Scaling MongoDB for a Growing Customer Base

MongoDB
MongoDB

Introduction

Here at Blend, one of the primary databases we use is MongoDB. MongoDB gives a number of important features, including flexible schemas, horizontal scalability, and solid operational tooling which have let us grow quickly as a business.

An important aspect of this success is how we organize data in our database; we want to ensure isolation between our customers’ data as much as possible in a single MongoDB cluster. Our solution for this is to have separate databases for each customer. This provides query safety: any individual query should always return exactly one customer’s data.

In this post we will talk about how we horizontally scaled our MongoDB cluster to over 40,000 requests per second, while still maintaining our customer data separation and query safety.

Signals of Problems

Database Problems
Database Problems

Our initial MongoDB cluster setup was a single replica set deployment consisting of three nodes (one primary, two hot secondaries) deployed across three AWS availability zones. We started seeing very noticeable performance drops every 60 seconds.
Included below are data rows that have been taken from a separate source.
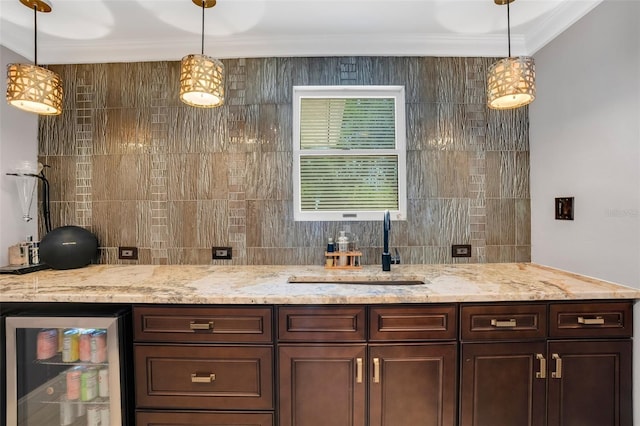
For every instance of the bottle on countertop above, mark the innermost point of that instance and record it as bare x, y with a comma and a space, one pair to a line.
331, 247
343, 247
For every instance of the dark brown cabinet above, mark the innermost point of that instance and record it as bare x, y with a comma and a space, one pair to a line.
413, 384
578, 373
322, 385
204, 366
458, 364
501, 385
407, 362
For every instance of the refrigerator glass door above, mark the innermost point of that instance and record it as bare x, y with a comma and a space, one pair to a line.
63, 371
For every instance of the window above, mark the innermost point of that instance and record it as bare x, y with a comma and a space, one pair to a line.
349, 152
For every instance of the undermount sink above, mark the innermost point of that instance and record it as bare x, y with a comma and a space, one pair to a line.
358, 279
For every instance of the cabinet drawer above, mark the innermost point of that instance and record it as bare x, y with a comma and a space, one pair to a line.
321, 324
500, 322
412, 323
206, 377
194, 418
195, 324
591, 319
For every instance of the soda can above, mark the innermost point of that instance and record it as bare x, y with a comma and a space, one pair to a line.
84, 346
70, 346
81, 410
47, 343
104, 416
99, 346
73, 383
103, 383
93, 415
89, 384
66, 412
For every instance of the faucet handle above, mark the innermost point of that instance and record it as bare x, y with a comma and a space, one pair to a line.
395, 260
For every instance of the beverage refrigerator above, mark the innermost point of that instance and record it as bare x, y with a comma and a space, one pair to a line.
68, 370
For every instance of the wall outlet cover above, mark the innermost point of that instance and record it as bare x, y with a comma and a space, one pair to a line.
564, 208
221, 253
461, 250
128, 253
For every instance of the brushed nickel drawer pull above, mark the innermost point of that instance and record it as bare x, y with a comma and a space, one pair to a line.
376, 370
358, 370
558, 373
591, 321
202, 379
201, 326
542, 374
504, 324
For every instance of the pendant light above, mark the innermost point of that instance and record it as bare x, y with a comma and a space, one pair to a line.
202, 77
30, 87
511, 81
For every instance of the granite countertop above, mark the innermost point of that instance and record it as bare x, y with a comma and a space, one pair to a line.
191, 284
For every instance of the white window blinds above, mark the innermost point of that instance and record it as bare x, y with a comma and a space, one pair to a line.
349, 152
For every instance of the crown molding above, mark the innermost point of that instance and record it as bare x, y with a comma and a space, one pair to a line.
97, 51
564, 16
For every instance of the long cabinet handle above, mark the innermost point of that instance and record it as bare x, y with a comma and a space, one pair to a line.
591, 321
358, 370
210, 378
504, 324
201, 326
542, 374
558, 373
376, 370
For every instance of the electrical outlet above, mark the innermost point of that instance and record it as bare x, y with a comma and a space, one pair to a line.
461, 250
128, 253
221, 253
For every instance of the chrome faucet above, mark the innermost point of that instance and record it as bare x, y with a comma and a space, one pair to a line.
386, 256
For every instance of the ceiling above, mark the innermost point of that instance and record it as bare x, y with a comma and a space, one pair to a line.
95, 31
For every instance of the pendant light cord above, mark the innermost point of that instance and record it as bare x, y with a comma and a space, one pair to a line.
35, 34
202, 41
509, 28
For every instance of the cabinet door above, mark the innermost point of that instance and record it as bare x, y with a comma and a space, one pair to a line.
413, 384
503, 384
204, 418
590, 383
322, 385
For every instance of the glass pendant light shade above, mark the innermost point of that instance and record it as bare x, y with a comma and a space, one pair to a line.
30, 87
201, 81
34, 89
511, 83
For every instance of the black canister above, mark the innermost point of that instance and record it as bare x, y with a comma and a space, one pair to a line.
68, 247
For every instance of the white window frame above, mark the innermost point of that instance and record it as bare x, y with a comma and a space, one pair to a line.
396, 92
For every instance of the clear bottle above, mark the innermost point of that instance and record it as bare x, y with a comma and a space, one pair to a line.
343, 247
331, 248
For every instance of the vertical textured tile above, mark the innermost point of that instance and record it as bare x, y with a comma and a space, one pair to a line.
158, 185
144, 169
324, 71
269, 176
83, 127
263, 74
523, 221
237, 206
213, 223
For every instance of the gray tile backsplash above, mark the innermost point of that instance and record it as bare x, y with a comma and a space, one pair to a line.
137, 167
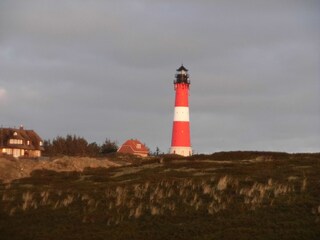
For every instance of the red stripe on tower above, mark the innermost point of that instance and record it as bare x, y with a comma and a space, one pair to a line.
180, 142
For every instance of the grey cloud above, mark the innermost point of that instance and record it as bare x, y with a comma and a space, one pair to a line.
105, 69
Due to the regular cadence we were able to identify that this was from an internal WiredTiger process known as checkpointing. In short what happens here is MongoDB touches every file to ensure data consistency.
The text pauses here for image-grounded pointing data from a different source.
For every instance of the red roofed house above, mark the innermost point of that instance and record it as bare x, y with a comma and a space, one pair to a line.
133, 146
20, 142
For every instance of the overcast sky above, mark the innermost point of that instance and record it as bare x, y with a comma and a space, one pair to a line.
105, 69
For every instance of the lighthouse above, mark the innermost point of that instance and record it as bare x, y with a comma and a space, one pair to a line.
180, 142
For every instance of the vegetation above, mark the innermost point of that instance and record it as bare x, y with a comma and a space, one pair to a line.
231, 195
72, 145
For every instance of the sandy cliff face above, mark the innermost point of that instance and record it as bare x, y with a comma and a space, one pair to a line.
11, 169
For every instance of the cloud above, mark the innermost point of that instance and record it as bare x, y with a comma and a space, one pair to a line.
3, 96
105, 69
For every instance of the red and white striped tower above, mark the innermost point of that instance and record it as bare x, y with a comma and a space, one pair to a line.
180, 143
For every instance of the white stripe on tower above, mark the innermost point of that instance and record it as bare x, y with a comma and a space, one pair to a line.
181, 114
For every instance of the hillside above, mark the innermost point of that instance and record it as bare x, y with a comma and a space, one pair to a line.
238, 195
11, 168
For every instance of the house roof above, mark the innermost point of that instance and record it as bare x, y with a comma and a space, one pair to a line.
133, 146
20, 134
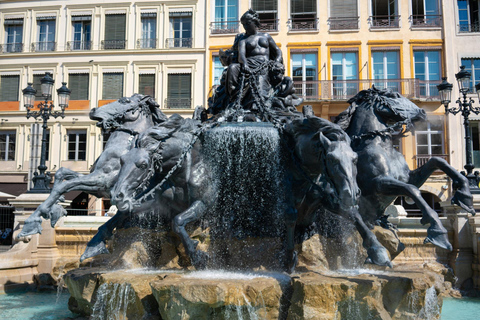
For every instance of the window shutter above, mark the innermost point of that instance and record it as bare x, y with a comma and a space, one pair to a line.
146, 84
115, 26
112, 86
343, 8
9, 88
78, 83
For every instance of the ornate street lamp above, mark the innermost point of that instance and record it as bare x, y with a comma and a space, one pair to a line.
42, 179
465, 107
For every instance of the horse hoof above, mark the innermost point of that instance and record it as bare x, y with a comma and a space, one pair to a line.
438, 238
92, 251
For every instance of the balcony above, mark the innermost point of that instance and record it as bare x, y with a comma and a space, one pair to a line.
343, 23
79, 45
179, 42
146, 43
426, 21
346, 89
44, 46
469, 28
268, 25
113, 44
421, 159
178, 103
303, 24
384, 22
11, 47
224, 27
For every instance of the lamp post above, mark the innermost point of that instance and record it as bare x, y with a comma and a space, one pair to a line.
465, 107
42, 179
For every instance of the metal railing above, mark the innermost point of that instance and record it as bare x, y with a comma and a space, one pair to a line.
178, 103
79, 45
381, 22
343, 23
300, 24
346, 89
467, 28
113, 44
421, 159
146, 43
426, 21
221, 27
11, 47
44, 46
178, 42
268, 25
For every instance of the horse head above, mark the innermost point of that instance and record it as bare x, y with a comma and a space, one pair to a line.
324, 153
388, 107
143, 166
115, 114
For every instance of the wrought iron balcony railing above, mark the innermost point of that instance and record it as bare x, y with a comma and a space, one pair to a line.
343, 23
11, 47
178, 103
467, 28
268, 25
301, 24
221, 27
384, 22
146, 43
79, 45
44, 46
179, 42
426, 21
346, 89
113, 44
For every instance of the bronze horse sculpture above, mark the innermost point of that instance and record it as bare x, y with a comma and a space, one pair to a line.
383, 173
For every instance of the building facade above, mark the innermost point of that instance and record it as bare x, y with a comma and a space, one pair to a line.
103, 51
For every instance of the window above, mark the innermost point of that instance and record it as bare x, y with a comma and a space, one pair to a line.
304, 72
9, 88
13, 35
385, 14
267, 12
472, 65
114, 31
303, 15
146, 84
386, 67
179, 94
180, 30
46, 34
344, 67
217, 70
343, 14
468, 15
7, 145
429, 136
77, 145
78, 83
226, 16
427, 70
81, 33
112, 86
149, 31
426, 13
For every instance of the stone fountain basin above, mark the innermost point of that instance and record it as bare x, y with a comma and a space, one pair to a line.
168, 294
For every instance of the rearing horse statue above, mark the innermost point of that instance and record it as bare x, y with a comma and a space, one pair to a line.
383, 173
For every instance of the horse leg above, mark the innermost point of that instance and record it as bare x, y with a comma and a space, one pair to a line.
195, 212
377, 254
97, 244
436, 233
291, 255
462, 196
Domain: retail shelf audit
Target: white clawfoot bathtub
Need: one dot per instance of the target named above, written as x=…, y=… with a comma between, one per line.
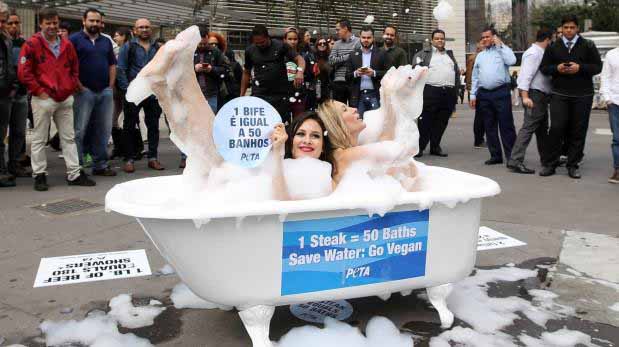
x=241, y=255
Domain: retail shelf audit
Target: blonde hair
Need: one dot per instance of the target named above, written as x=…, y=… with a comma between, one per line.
x=338, y=133
x=4, y=8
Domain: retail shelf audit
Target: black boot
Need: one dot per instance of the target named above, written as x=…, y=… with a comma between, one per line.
x=117, y=151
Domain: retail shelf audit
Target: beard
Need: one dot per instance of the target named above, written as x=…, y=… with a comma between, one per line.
x=95, y=29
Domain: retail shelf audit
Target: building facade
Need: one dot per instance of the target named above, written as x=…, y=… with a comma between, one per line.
x=235, y=18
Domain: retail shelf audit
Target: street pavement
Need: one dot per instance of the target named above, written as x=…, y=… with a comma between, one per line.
x=571, y=228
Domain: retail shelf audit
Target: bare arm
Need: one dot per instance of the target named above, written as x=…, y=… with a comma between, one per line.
x=245, y=82
x=278, y=139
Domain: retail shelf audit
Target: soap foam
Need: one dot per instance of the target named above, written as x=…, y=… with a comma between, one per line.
x=101, y=330
x=380, y=332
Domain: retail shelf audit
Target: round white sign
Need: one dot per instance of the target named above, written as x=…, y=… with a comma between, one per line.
x=316, y=312
x=242, y=128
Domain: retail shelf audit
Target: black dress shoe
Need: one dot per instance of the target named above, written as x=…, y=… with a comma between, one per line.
x=573, y=172
x=520, y=168
x=438, y=153
x=547, y=171
x=493, y=161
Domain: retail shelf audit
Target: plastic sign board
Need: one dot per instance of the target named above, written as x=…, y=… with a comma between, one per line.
x=492, y=239
x=91, y=267
x=316, y=312
x=332, y=253
x=242, y=129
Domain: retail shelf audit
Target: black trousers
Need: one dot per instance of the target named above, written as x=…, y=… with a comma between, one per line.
x=152, y=112
x=341, y=91
x=479, y=129
x=569, y=122
x=438, y=105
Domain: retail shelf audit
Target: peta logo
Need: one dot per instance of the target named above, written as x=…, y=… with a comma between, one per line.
x=361, y=271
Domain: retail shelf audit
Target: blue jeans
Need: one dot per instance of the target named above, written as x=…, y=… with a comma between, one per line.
x=613, y=116
x=368, y=100
x=93, y=118
x=495, y=108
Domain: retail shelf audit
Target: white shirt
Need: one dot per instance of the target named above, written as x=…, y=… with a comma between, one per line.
x=441, y=70
x=530, y=77
x=610, y=77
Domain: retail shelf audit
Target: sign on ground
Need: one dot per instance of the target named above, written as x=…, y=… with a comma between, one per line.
x=91, y=267
x=316, y=312
x=492, y=239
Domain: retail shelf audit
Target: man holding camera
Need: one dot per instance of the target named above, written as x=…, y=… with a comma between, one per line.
x=571, y=61
x=209, y=67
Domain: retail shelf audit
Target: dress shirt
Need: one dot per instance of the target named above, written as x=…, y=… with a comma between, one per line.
x=610, y=77
x=574, y=39
x=491, y=69
x=530, y=77
x=441, y=69
x=366, y=57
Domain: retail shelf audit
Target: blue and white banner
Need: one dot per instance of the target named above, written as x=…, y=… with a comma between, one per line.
x=332, y=253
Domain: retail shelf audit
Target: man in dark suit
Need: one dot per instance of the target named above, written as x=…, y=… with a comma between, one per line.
x=440, y=94
x=571, y=61
x=366, y=67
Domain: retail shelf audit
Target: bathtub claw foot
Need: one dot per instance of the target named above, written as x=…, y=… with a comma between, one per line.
x=438, y=297
x=257, y=320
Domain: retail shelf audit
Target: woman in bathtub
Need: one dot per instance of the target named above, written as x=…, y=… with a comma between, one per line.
x=344, y=126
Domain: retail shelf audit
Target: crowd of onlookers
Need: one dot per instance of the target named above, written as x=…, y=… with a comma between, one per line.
x=76, y=83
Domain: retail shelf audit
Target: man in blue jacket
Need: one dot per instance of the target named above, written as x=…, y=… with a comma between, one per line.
x=133, y=56
x=491, y=95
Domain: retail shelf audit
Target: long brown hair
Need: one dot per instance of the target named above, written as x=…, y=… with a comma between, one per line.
x=327, y=149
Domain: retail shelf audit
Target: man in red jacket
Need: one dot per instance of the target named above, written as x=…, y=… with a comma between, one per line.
x=48, y=67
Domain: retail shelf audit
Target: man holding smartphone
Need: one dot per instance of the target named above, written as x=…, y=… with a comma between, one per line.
x=571, y=61
x=366, y=66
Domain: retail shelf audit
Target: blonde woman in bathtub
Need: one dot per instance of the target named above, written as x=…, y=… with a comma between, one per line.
x=309, y=156
x=344, y=126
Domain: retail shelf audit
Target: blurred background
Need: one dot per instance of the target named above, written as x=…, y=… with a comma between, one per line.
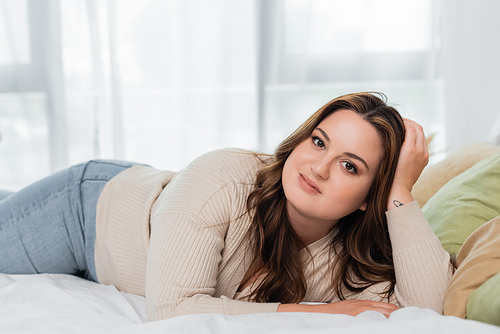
x=163, y=81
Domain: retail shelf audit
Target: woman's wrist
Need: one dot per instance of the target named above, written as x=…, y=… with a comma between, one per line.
x=399, y=196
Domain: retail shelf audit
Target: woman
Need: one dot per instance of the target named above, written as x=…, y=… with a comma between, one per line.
x=329, y=218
This problem was amplified for us because of how WiredTiger stores data on disk and because of our requirement of data separation. WiredTiger creates a new file for each collection and index in every database. We had a multiplicative factor here since each customer has a dedicated database and each database contains collections and indexes that are essentially the same across customers. At a certain point we started seeing the checkpointing process hitting our Linux servers’ max file handles.

Finding a Solution

In the short term, we performed an index cleanup exercise to remove any indexes that were unused or already covered by a compound index. We utilized two great options here to help assess index usage: MongoDB’s $indexStats query and MongoDB Compass. We also enabled and migrated to using the directoryPerDB option to help bring down the count of files in a single directory.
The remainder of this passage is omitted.